Seçime gidiyoruz artık 6+1’lik masanın aday tespit etmekten kaçma vakti kalmamıştır. Biraz daha oyalanırlarsa zaten Yüksek Seçim Kurulunun seçim takvimi başladığında mecburen son gün gidip adaylarını belli edeceklerdir. Demokrasi yarıştır, tek kişiyle yarış olmaz. Yarışın mutlaka en az 2 kişi arasında olması mümkündür. Karşı tarafın bir aday belirleme sorunu olduğu görülüyor. Son günlerde biraz daha fazla ortaya çıkıyor. Başta şu mazereti söylüyorlardı; ‘biz adayı belirleyince onu kısa bir süre içerisinde yıpratırsınız. Onun için mi adayı belirlememizi istiyorsunuz?’ Biz de onlara şu cevabı verdik; 20 senedir Recep Tayyip Erdoğan bu kadar icraat yapıyor, yıpranma endişesi taşımıyor da sizin ortaya koyacağınız aday 20 günde mi yıpranacak? Bu aday belirleyememe meselesinin arkasındaki esas mesele ise bugünlerde daha net ortaya çıkmıştır. Aslında bir araya gelen 6+1’lik bu partiler manzumesinin ortak konularda ortak fikirleri olmadığı artık ayan beyan ortaya çıkıyor. Bu partilerin bazılarının taban tabana zıt fikirler içerisinde olduğu aşikârdır. Artık bu fikirlerdeki farklılıklar aslında aday kim olacağı tartışmalarını da daha ciddi şekilde körükleyen bir unsur haline gelmiştir ve hatta o kadar güvensiz bir ortamın içerisine geldikleri görülüyor ki eğer iktidar olursa ne yapacağımızı belirleyecek temel konularda bir koalisyon protokolü şeklinde bir anlaşma yapalım ve imzalayalım.” teklifleri gelmeye başlamıştır. Değerli arkadaşlar zaten bu milletin cumhurbaşkanlığı yönetim sistemine geçmesinin temel nedeni birbirleriyle hiç anlaşamayan partilerin ortaya koyduğu koalisyonlar döneminden kaybettiği zamandır.
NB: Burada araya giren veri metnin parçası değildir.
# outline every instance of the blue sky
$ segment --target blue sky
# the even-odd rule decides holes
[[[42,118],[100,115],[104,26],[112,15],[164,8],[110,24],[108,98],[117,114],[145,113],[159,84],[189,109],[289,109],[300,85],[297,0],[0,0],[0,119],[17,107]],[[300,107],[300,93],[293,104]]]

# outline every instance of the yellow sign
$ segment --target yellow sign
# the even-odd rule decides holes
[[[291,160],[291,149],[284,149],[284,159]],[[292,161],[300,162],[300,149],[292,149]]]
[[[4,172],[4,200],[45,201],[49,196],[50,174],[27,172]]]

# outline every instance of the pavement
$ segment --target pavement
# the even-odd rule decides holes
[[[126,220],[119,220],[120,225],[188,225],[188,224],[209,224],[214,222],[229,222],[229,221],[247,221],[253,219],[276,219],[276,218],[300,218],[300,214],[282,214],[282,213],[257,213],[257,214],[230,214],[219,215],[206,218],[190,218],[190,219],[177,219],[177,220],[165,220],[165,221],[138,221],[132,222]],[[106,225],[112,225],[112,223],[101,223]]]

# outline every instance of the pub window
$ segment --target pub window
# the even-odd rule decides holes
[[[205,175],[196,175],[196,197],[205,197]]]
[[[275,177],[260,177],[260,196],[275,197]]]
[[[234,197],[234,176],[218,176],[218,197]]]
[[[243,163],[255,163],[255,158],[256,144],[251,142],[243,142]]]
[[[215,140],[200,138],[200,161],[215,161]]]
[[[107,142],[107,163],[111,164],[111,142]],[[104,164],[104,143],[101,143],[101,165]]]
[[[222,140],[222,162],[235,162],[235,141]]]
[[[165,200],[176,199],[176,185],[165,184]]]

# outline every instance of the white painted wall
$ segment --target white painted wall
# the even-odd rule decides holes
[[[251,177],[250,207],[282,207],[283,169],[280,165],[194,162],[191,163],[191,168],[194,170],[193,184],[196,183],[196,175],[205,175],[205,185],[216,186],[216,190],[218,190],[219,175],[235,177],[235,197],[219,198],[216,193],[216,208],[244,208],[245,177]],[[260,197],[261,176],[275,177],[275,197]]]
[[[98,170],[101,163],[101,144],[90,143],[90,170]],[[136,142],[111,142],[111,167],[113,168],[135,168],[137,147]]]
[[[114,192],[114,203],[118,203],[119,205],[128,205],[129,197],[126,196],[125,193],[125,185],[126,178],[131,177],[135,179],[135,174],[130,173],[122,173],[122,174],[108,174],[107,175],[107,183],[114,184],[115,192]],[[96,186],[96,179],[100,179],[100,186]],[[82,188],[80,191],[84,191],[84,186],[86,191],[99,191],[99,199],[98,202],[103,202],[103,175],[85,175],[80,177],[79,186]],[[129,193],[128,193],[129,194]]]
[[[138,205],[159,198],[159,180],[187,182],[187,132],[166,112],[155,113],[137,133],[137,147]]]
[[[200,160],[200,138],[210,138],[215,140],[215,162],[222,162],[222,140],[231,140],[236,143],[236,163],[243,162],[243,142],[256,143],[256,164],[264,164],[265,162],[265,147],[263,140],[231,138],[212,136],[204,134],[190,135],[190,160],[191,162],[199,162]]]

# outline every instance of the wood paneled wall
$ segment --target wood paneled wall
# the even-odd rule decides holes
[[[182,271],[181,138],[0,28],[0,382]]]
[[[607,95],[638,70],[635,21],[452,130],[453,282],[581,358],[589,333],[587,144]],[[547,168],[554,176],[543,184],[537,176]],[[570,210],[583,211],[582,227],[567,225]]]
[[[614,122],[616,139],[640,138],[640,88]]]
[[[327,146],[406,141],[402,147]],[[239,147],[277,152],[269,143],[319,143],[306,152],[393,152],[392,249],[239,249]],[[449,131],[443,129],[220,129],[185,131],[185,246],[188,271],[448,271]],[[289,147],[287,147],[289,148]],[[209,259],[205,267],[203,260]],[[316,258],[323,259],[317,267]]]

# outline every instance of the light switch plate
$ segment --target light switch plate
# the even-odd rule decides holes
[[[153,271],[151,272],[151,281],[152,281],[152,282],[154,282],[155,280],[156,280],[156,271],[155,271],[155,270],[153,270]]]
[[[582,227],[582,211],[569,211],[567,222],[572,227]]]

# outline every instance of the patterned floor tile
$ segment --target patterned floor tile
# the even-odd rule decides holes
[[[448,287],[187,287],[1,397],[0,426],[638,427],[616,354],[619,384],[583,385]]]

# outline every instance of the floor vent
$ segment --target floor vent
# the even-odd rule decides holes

MİLLETİMİZ 2023’DE GÜÇLÜ TÜRKİYE YÜRÜYÜŞÜNE DESTEK VERECEKTİR

Bu çerçevede inşallah önümüzdeki seçim süreci de Türkiye’nin bu kararlılığının bir kere daha milletimiz tarafından teyit edildiği bir seçim olacaktır. Ben bu çerçevede milletimizin 2023 seçimlerini güven ve istikrar, güvenilirlik noktasında değerlendireceğini ve bu anlamda da yeniden bu istikameti güçlü büyük Türkiye istikametindeki yürüyüşe teyit ve destek vereceğine yürekten inanıyorum.”